It's Time For Progressives to Keep Their Promises
The congressional left has to put its money where its mouth is and block the infrastructure bill.
On Monday night, Speaker Nancy Pelosi made a dramatic announcement to the House Democratic caucus: she was officially junking her plan to pass the Democrats’ two big spending bills in tandem. From NBC News:
"I told all of you that we wouldn't go on to the [infrastructure bill until] we had the reconciliation bill passed by the Senate. We were right on schedule to do all of that, until 10 days ago, a week ago, when I heard the news that this number had to come down," Pelosi said, according to the source. "It all changed, so our approach had to change.
"We had to accommodate the changes that were being necessitated. And we cannot be ready to say until the Senate passed the bill we can't do BIF," she said, using a shorthand for Bipartisan Infrastructure Framework, the source said.
In doing this, Pelosi is siding with the right wing of her caucus, which has demanded that they be allowed to pass their cherished (and very corrupt) infrastructure bill even if the $3.5 trillion reconciliation bill that progressives are clamoring for is still in limbo. For weeks and weeks, progressives have vowed to block any attempt to do exactly this, because if conservative Democrats get what they want with no strings attached, they then have no incentive to help progressives get what they want. Pelosi has set a Thursday vote for the infrastructure bill. There are whispers that right-wing Democrats could make some vows about their future support for a reconciliation bill, but unless those assurances absolutely cannot be wriggled out of, progressives have no choice but to keep their promise and vote the bill down if it comes to the floor.
There is every reason for the left to stand firmly against this legislation. For one, their theory that the right will move to destroy the reconciliation bill makes a great deal of sense, because conservative Democrats keep sending giant signals that this is exactly what they want to do. On Tuesday afternoon, for instance, Kyrsten Sinema is hosting a fundraiser with corporate lobbying groups who want to kill the bill. This is not subtle. The biggest weapon the left has is to withhold support for the infrastructure bill. To toss that weapon into the sea would be an act of tremendous folly.
What’s more, it might be pretty easy to block the bill, because House Republicans might not be there to help Democrats get it over the line:
Progressives are also being pinned to the wall based on a false prospectus. Pelosi is trying to steamroll them by portraying the Thursday vote as a make-or-break moment, saying that if the infrastructure bill doesn’t pass it will jeopardize crucial federal highway funding. But The American Prospect’s David Dayen, who would know, wrote on Tuesday morning that this is nonsense:
Surface transportation reauthorization has expired before for short periods of time. It would certainly be undesirable. But Congress can easily extend the current authorization on a short-term basis, until negotiations on a new authorization conclude. That mirrors the situation right now, as negotiations on the broader Biden agenda are ongoing.

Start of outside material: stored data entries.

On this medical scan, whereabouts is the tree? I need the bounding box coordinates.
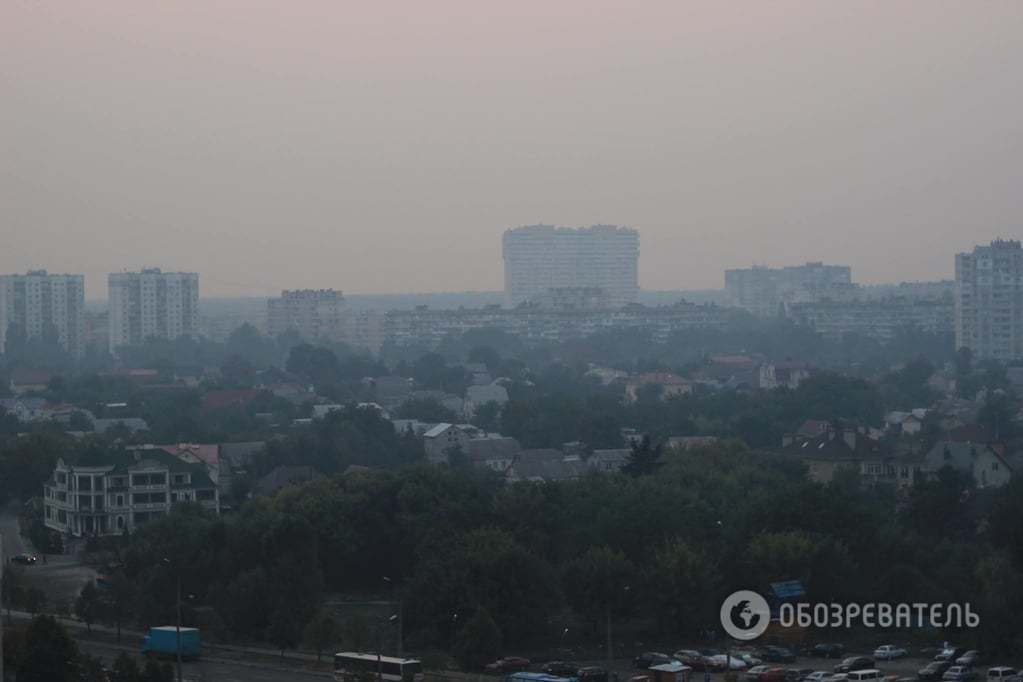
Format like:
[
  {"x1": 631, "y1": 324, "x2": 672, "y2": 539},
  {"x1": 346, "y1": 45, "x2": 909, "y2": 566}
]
[
  {"x1": 110, "y1": 652, "x2": 143, "y2": 682},
  {"x1": 77, "y1": 653, "x2": 109, "y2": 682},
  {"x1": 142, "y1": 659, "x2": 174, "y2": 682},
  {"x1": 75, "y1": 581, "x2": 103, "y2": 633},
  {"x1": 15, "y1": 615, "x2": 80, "y2": 682},
  {"x1": 561, "y1": 546, "x2": 636, "y2": 627},
  {"x1": 452, "y1": 608, "x2": 503, "y2": 670},
  {"x1": 266, "y1": 607, "x2": 302, "y2": 663},
  {"x1": 106, "y1": 572, "x2": 138, "y2": 642},
  {"x1": 2, "y1": 563, "x2": 24, "y2": 618},
  {"x1": 342, "y1": 612, "x2": 371, "y2": 651},
  {"x1": 622, "y1": 435, "x2": 663, "y2": 477},
  {"x1": 304, "y1": 609, "x2": 341, "y2": 662},
  {"x1": 24, "y1": 586, "x2": 47, "y2": 615}
]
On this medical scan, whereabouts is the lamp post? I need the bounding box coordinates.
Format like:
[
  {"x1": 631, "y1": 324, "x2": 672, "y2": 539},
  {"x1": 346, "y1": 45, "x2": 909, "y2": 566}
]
[
  {"x1": 162, "y1": 558, "x2": 183, "y2": 682},
  {"x1": 383, "y1": 576, "x2": 403, "y2": 656},
  {"x1": 377, "y1": 614, "x2": 398, "y2": 682}
]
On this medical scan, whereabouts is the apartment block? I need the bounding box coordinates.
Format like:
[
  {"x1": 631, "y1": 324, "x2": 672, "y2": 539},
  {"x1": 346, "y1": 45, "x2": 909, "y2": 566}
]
[
  {"x1": 725, "y1": 262, "x2": 853, "y2": 316},
  {"x1": 502, "y1": 225, "x2": 639, "y2": 308},
  {"x1": 266, "y1": 289, "x2": 347, "y2": 341},
  {"x1": 108, "y1": 269, "x2": 199, "y2": 352},
  {"x1": 956, "y1": 239, "x2": 1023, "y2": 360},
  {"x1": 0, "y1": 270, "x2": 85, "y2": 357}
]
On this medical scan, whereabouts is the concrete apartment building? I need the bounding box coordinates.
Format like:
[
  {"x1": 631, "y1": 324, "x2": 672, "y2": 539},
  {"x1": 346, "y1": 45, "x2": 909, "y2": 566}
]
[
  {"x1": 956, "y1": 239, "x2": 1023, "y2": 361},
  {"x1": 43, "y1": 447, "x2": 219, "y2": 538},
  {"x1": 267, "y1": 289, "x2": 347, "y2": 341},
  {"x1": 108, "y1": 269, "x2": 199, "y2": 353},
  {"x1": 725, "y1": 262, "x2": 853, "y2": 316},
  {"x1": 0, "y1": 270, "x2": 85, "y2": 357},
  {"x1": 502, "y1": 224, "x2": 639, "y2": 308}
]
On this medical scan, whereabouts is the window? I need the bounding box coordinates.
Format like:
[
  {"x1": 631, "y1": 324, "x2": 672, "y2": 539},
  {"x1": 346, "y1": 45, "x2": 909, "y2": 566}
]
[
  {"x1": 173, "y1": 473, "x2": 190, "y2": 485},
  {"x1": 196, "y1": 489, "x2": 215, "y2": 501},
  {"x1": 117, "y1": 516, "x2": 124, "y2": 529},
  {"x1": 116, "y1": 494, "x2": 124, "y2": 507},
  {"x1": 78, "y1": 476, "x2": 92, "y2": 491}
]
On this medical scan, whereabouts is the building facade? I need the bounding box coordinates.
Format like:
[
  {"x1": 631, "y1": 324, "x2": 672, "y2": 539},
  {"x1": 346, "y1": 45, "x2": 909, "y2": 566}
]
[
  {"x1": 955, "y1": 240, "x2": 1023, "y2": 360},
  {"x1": 0, "y1": 270, "x2": 85, "y2": 357},
  {"x1": 43, "y1": 448, "x2": 219, "y2": 538},
  {"x1": 502, "y1": 225, "x2": 639, "y2": 308},
  {"x1": 108, "y1": 269, "x2": 199, "y2": 352},
  {"x1": 267, "y1": 289, "x2": 348, "y2": 341},
  {"x1": 725, "y1": 262, "x2": 853, "y2": 316}
]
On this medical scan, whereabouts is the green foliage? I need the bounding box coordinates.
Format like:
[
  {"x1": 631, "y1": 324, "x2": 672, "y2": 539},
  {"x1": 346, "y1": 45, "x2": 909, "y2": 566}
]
[
  {"x1": 14, "y1": 615, "x2": 80, "y2": 682},
  {"x1": 110, "y1": 652, "x2": 143, "y2": 682},
  {"x1": 304, "y1": 609, "x2": 341, "y2": 661},
  {"x1": 75, "y1": 581, "x2": 103, "y2": 632},
  {"x1": 452, "y1": 608, "x2": 503, "y2": 670}
]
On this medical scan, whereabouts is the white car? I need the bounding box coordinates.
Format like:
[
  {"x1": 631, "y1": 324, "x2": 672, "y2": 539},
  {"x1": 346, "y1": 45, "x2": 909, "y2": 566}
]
[
  {"x1": 708, "y1": 655, "x2": 748, "y2": 671},
  {"x1": 874, "y1": 646, "x2": 908, "y2": 661},
  {"x1": 805, "y1": 672, "x2": 831, "y2": 682}
]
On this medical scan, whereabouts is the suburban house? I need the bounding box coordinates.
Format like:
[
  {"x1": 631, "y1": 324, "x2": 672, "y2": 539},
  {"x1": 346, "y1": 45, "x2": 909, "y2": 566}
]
[
  {"x1": 505, "y1": 449, "x2": 587, "y2": 483},
  {"x1": 758, "y1": 362, "x2": 813, "y2": 390},
  {"x1": 586, "y1": 449, "x2": 632, "y2": 473},
  {"x1": 921, "y1": 441, "x2": 1012, "y2": 488},
  {"x1": 43, "y1": 447, "x2": 219, "y2": 538},
  {"x1": 623, "y1": 372, "x2": 693, "y2": 403},
  {"x1": 253, "y1": 465, "x2": 323, "y2": 497},
  {"x1": 465, "y1": 436, "x2": 520, "y2": 472},
  {"x1": 422, "y1": 423, "x2": 483, "y2": 464},
  {"x1": 777, "y1": 427, "x2": 917, "y2": 487},
  {"x1": 884, "y1": 409, "x2": 927, "y2": 435},
  {"x1": 463, "y1": 383, "x2": 510, "y2": 418}
]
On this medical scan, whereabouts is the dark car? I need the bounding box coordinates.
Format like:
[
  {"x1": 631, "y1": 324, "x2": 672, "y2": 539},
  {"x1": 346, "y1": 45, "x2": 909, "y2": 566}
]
[
  {"x1": 835, "y1": 658, "x2": 874, "y2": 674},
  {"x1": 579, "y1": 666, "x2": 609, "y2": 682},
  {"x1": 674, "y1": 650, "x2": 712, "y2": 671},
  {"x1": 635, "y1": 653, "x2": 675, "y2": 670},
  {"x1": 955, "y1": 653, "x2": 981, "y2": 668},
  {"x1": 786, "y1": 669, "x2": 814, "y2": 682},
  {"x1": 761, "y1": 648, "x2": 797, "y2": 664},
  {"x1": 485, "y1": 657, "x2": 531, "y2": 673},
  {"x1": 10, "y1": 554, "x2": 37, "y2": 565},
  {"x1": 811, "y1": 645, "x2": 846, "y2": 660},
  {"x1": 544, "y1": 662, "x2": 581, "y2": 677},
  {"x1": 919, "y1": 662, "x2": 953, "y2": 681},
  {"x1": 759, "y1": 668, "x2": 789, "y2": 682}
]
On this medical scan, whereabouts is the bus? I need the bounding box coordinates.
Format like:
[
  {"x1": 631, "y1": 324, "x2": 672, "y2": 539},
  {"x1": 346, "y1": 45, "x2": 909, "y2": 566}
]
[{"x1": 334, "y1": 652, "x2": 423, "y2": 682}]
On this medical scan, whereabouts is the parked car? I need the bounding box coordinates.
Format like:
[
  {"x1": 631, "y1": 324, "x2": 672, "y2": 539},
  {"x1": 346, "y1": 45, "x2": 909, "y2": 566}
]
[
  {"x1": 936, "y1": 650, "x2": 968, "y2": 664},
  {"x1": 578, "y1": 667, "x2": 609, "y2": 682},
  {"x1": 543, "y1": 662, "x2": 581, "y2": 677},
  {"x1": 986, "y1": 668, "x2": 1019, "y2": 682},
  {"x1": 750, "y1": 668, "x2": 788, "y2": 682},
  {"x1": 919, "y1": 662, "x2": 953, "y2": 681},
  {"x1": 836, "y1": 659, "x2": 875, "y2": 674},
  {"x1": 761, "y1": 648, "x2": 798, "y2": 664},
  {"x1": 675, "y1": 651, "x2": 712, "y2": 671},
  {"x1": 739, "y1": 655, "x2": 764, "y2": 668},
  {"x1": 635, "y1": 653, "x2": 675, "y2": 670},
  {"x1": 805, "y1": 672, "x2": 832, "y2": 682},
  {"x1": 786, "y1": 669, "x2": 814, "y2": 682},
  {"x1": 875, "y1": 647, "x2": 909, "y2": 661},
  {"x1": 943, "y1": 668, "x2": 977, "y2": 682},
  {"x1": 486, "y1": 657, "x2": 531, "y2": 673},
  {"x1": 956, "y1": 653, "x2": 981, "y2": 667},
  {"x1": 826, "y1": 675, "x2": 848, "y2": 682},
  {"x1": 10, "y1": 554, "x2": 37, "y2": 565},
  {"x1": 847, "y1": 671, "x2": 884, "y2": 682},
  {"x1": 708, "y1": 655, "x2": 749, "y2": 671},
  {"x1": 811, "y1": 645, "x2": 847, "y2": 660}
]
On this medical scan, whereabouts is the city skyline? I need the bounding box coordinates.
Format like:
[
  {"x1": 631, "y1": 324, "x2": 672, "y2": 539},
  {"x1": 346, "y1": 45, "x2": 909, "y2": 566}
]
[{"x1": 6, "y1": 2, "x2": 1023, "y2": 298}]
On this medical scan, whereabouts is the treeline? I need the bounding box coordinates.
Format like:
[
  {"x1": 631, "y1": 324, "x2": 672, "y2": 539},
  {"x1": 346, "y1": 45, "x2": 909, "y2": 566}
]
[{"x1": 42, "y1": 443, "x2": 1023, "y2": 664}]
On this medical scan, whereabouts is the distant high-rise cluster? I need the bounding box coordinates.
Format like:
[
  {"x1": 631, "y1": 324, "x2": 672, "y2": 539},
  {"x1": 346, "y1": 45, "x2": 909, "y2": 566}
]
[
  {"x1": 108, "y1": 269, "x2": 199, "y2": 353},
  {"x1": 502, "y1": 224, "x2": 639, "y2": 308},
  {"x1": 724, "y1": 262, "x2": 853, "y2": 316},
  {"x1": 956, "y1": 239, "x2": 1023, "y2": 361},
  {"x1": 0, "y1": 270, "x2": 85, "y2": 357}
]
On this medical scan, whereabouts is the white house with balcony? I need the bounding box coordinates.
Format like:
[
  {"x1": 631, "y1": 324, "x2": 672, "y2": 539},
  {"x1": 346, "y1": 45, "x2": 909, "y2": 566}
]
[{"x1": 43, "y1": 447, "x2": 219, "y2": 538}]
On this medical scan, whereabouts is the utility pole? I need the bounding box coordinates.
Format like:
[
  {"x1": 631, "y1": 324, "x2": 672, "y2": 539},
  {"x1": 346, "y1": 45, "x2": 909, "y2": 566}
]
[
  {"x1": 175, "y1": 573, "x2": 182, "y2": 682},
  {"x1": 1, "y1": 534, "x2": 5, "y2": 682}
]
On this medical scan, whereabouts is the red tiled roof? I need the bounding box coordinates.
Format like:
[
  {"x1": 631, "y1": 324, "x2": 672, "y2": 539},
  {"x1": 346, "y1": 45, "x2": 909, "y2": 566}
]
[{"x1": 201, "y1": 389, "x2": 262, "y2": 412}]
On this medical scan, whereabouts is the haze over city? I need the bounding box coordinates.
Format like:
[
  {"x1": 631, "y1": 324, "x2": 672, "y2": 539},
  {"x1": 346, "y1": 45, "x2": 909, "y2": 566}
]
[{"x1": 5, "y1": 1, "x2": 1023, "y2": 297}]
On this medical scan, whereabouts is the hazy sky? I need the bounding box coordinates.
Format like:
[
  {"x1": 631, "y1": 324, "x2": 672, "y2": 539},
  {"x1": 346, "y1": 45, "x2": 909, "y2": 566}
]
[{"x1": 3, "y1": 2, "x2": 1022, "y2": 298}]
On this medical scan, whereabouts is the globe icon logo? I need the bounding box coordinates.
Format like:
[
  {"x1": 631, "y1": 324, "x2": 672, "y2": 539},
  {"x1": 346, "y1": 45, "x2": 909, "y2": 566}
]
[{"x1": 720, "y1": 590, "x2": 770, "y2": 640}]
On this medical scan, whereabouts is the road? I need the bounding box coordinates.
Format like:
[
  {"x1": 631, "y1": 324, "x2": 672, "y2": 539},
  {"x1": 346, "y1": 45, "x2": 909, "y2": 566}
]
[{"x1": 74, "y1": 637, "x2": 333, "y2": 681}]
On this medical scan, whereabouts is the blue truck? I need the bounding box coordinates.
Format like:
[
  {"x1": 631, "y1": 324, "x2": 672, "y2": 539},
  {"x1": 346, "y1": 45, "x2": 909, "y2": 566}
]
[{"x1": 142, "y1": 626, "x2": 201, "y2": 659}]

How common is it to do a short-term extension? Extremely. Per a Hill source, the Congressional Research Service has identified 28 different short-term extensions of surface transportation authority since 2003, a rate of over one per year.
So there is no major crisis being averted on Thursday; conservative Democrats very clearly cannot be trusted; and it would only take a few progressives to block the infrastructure bill, which can be brought back to the floor the second progressives have a deal on the reconciliation bill. These are all good reasons to block the bill. But the biggest reason is that progressives have been promising to do this for months. Some are still promising it:
It is time for these people to put their money where their mouth is. Time and again, the story of the congressional left is a story featuring a group of people who talk a big game and then fold in the face of the right’s intransigence, thus demoralizing their supporters and showing everyone that they are not a threat to be taken too seriously. Now we have a situation in which they can muscle up without doing any major damage.
Progressives have already bowed to a severe watering down of the reconciliation bill on multiple occasions. They have compromised a great deal. They need to draw the line somewhere, actually keep the promises they have been making, and vote against the infrastructure bill.
Update, 3:10 p.m. ET: OK, they say they're not bluffing. We'll find out!